Data Engineering is less inclusive for R.
Most data engineers’ daily work in the industry involves SQL and Python. We occasionally write Scala or Java for Spark and Flink jobs. Rarely do data engineers practice R in their work. Many people leave R behind as a school project or tag R as a data scientist only.
I regret underestimating R’s power early in my data engineering career. I was encouraged to use R for a work-related project three years ago. I realized it’s much more powerful than I thought for data engineering.
This article intends to discuss something other than the debate on R vs. Python for data engineering. I write this article to bring R to the data engineering sights and show you where R could add potential benefits to help the data engineering community.
Embrace awkwardness for R
R is awkward for those who were taught programming with C derivatives.
The first thing that could throw anyone off is that the assignment operator is different. R community prefers to use an arrow (i.e., ＜-) instead of the widely adopted equal sign (i.e., =). You can still use the equal sign, but it’s not recommended for best practice.
The index is different. It starts with one instead of 0. Especially when people last did programming a long time ago, mixing the start index with other languages is error-prone.
Those are the language difference. As an analogy, think of R as a wise man who speaks with a strong accent. Language accomplishes communication’s goal, and we must listen more carefully to uncover insights. If we fail to listen patiently, we won’t get knowledge from that wise man.
If you have yet to try R, don’t scare away by the strangeness of R. Once you use it for some time, I am sure you will get used to it and start to like it.
R for Data Engineering
You usually work on a tabular data structure for data engineering projects to interact with data instead of handling nested arrays with loops. R comes with native support for Data Frame, similar to Python’s Pandas or Spark’s data frame.
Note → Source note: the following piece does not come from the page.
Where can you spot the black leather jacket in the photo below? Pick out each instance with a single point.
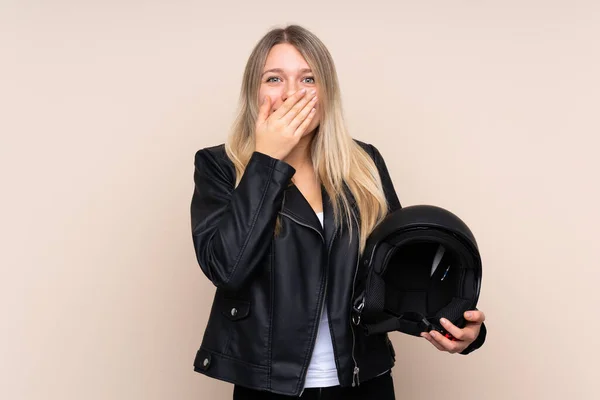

Getting familiar with R’s data frame hides the complexity of R’s language’s features. With the familiarity you gained from data frames in the other library, the learning curve for R is less.
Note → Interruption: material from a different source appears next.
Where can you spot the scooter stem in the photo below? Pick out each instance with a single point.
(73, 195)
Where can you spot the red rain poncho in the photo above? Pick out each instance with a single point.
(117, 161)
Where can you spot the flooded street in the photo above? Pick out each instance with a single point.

However, the main question becomes: I am a savvy Python data engineer who does everything Pythonic. Why should I learn R, and what R helps me in data engineering? Let me share my views on the following four main reasons:
- The Beauty for Grammer of Graph
- Sophisticated Analytics Package
- Communication with Data Scientists
- Process big data
The Beauty of The Grammar of Graphics
Grammar of graphics is a tool that enables us to concisely describe the components of a graphic — Hadley Wickham. A layered grammar of graphics
Part of the Data engineering has to do data visualization. You might get involved with the analytics side of the data echo system. However, as part of data pipeline development and business logic deriving process, visualization is vital to observe the pattern and identify the potential value from data.
I got lost in creating good data visualization in Python — too many different libraries people use. Many Python codes for the visualizations are obscure to comprehend. I found myself bouncing among Matplotlib, seaborn, plotly, bokeh, and Altair for various projects in which I collaborated with other engineers regarding data visualization in Python.
There are too many comparable options in Python to choose from. I found it hard to have agreement among teams on those awesome data visualization projects. It could bring chaos to your data engineering project and prevent proper and timely communication.
In R, due to the wide adoption of ggplot2, which adopts the grammar of graphics. It brings much neat and easy-to-understand code for data visualization.
You can learn more about why in one of my articles — Why Is ggplot2 So Good For Data Visualization?
Sophisticated Analytics Package
R has a list of sophisticated packages for data analytics. You can use the following to achieve complex data engineering tasks
- dplyr: data wrangling and analysis. It is a similar style to writing in Spark, and it is much more readable as we pipe statements instead of nested multiple function calls.
starwars %>% group_by(species) %>% summarise( n = n(), mass = mean(mass, na.rm = TRUE) ) %>% filter( n > 1, mass > 50 )
- tidyr: an enhanced way to organize data frame.
- data.table: provides an improved version of
data.frame. It is one of the fastest libraries to handle small to medium data. If you refer to H2o’s Database-like ops benchmark, data.table is one of the fastest libraries to process data. In contrast, Pandas can cause Out Of Memory (OOM), and users must find alternatives to process data on a single machine.
- Shiny: build a web application for data, similar to Python Streamlit. It’s straightforward to keep everything in R and deploy. I have written an article about it
Communication with Data Scientists
Communication is critical for the data engineering role.
Data engineers support the downstream data scientists who consume data, assist them in reasoning it, and validate it to ensure high data quality.
Many data scientists love R. Establishing a solid connection by communicating within the same language could be beneficial and add more trust in the relationship when you work data scientist. To reach that stage, data engineers must throw the bias on R and learn how to perform data jobs using R.
Process big data
Data engineering should not be solely in Python. Primarily R has been heavily used in the data fields already. This article can help data engineers who oversee R with fresh eyes and use R as an alternative for solving problems, and it could be more efficient than you think.
I hope my stories are helpful to you.